2. A magnetic head as set forth in claim 1 further including
short-circuiting means for coupling the control current terminals
of each electromagnetic converting means to the control current
terminals of the adjacent electromagnetic converting means for
providing a short circuit between adjacent electromagnetic
converting means.
3. A magnetic head as set forth in claim 1 wherein said
electromagnetic converting means is recessed from said face of said
head.
4. A magnetic head as set forth in claim 3 wherein: said first
piece of magnetic material supports said electromagnetic converting
means and is conductive; said insulating layer is between said
electromagnetic converting means and said second piece of magnetic
material; and wherein said electromagnetic converting means is
connected to said first piece of magnetic material at a point
adjacent to the magnetic tape so that said piece of magnetic
material is grounded.
5. A magnetic head as set forth in claim 3 wherein said first piece
of magnetic material supports said electromagnetic converting means
and is nonconductive, and wherein said electromagnetic converting
means is connected to a conductive film on said first piece of
magnetic material at a position adjacent to the magnetic tape and
wherein said conductive film is grounded.
6. A magnetic head as set forth in claim 3 wherein one of said
terminals of said electromagnetic converting means is positioned
adjacent to the magnetic tape.
7. A magnetic head as set forth in claim 6 wherein the ground
terminal of said electromagnetic converting means is positioned
adjacent to the magnetic tape.
8. A method of manufacturing a plural track magnetic head on a
first piece of material having a high magnetic permeability
comprising the steps of:
a. affixing an insulating layer to said first piece of
material;
b. depositing a plurality of Hall elements on said insulating layer
and said first piece of material such that said Hall elements have
a common ground terminal on said first piece of material each of
said Hall elements corresponding to one of said tracks;
c. affixing a second piece of magnetic material over said Hall
elements such that said Hall elements are supported between said
first piece and said second piece of material; and
d. affixing control current terminals and output terminals on each
of said Hall elements.
Description
BACKGROUND OF THE INVENTION
1. Field of the Invention
This invention relates to a magnetic head and, more particularly,
to a magnetic reproducing head for multichannel use employing
electromagnetic converting films, such as Hall elements.

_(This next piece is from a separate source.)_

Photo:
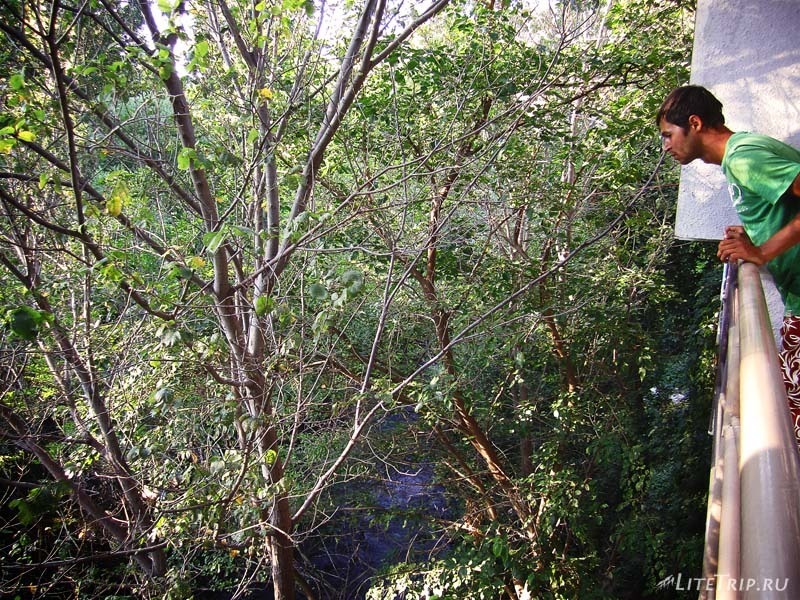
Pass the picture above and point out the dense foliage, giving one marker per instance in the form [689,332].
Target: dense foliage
[258,259]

2. Description of the Prior Art
Recent efforts to increase the amount of information storage per
unit area of a magnetic tape have resulted in the use of multiple
track tapes such as those having four or eight tracks on one
magnetic tape. To provide multiple tracks within a specific width
of a magnetic tape, the front recording portion of the magnetic
head must be flattened so as not to interfere with adjacent tracks.
Thus, the gaps between each track should be sufficiently small to
be within the width of the track corresponding thereto.
Heretofore, the magnetic material, of the so-called ring shape, is
wound as a coil for a multichannel magnetic head and is produced by
the following two methods: The first method requires the necessary
number of gap portions be within the magnetic head and then
selecting electrically the specific gap portion on which to record
or reproduce the information; the second method requires providing
one or two gap portions within the magnetic head and recording or
reproducing the multiple tracks on the magnetic tape by moving the
magnetic head itself in a vertical manner.
The first method is difficult to manufacture because a multiple of
coils are needed in one magnetic head, and with the second method
an increase of crosstalk is introduced unless the magnetic head is
moved elevationally with considerable accuracy. Further, the
necessity of having a mechanism for moving the magnetic head in a
vertical manner makes it difficult to make the recording and
reproduction apparatus compact and light.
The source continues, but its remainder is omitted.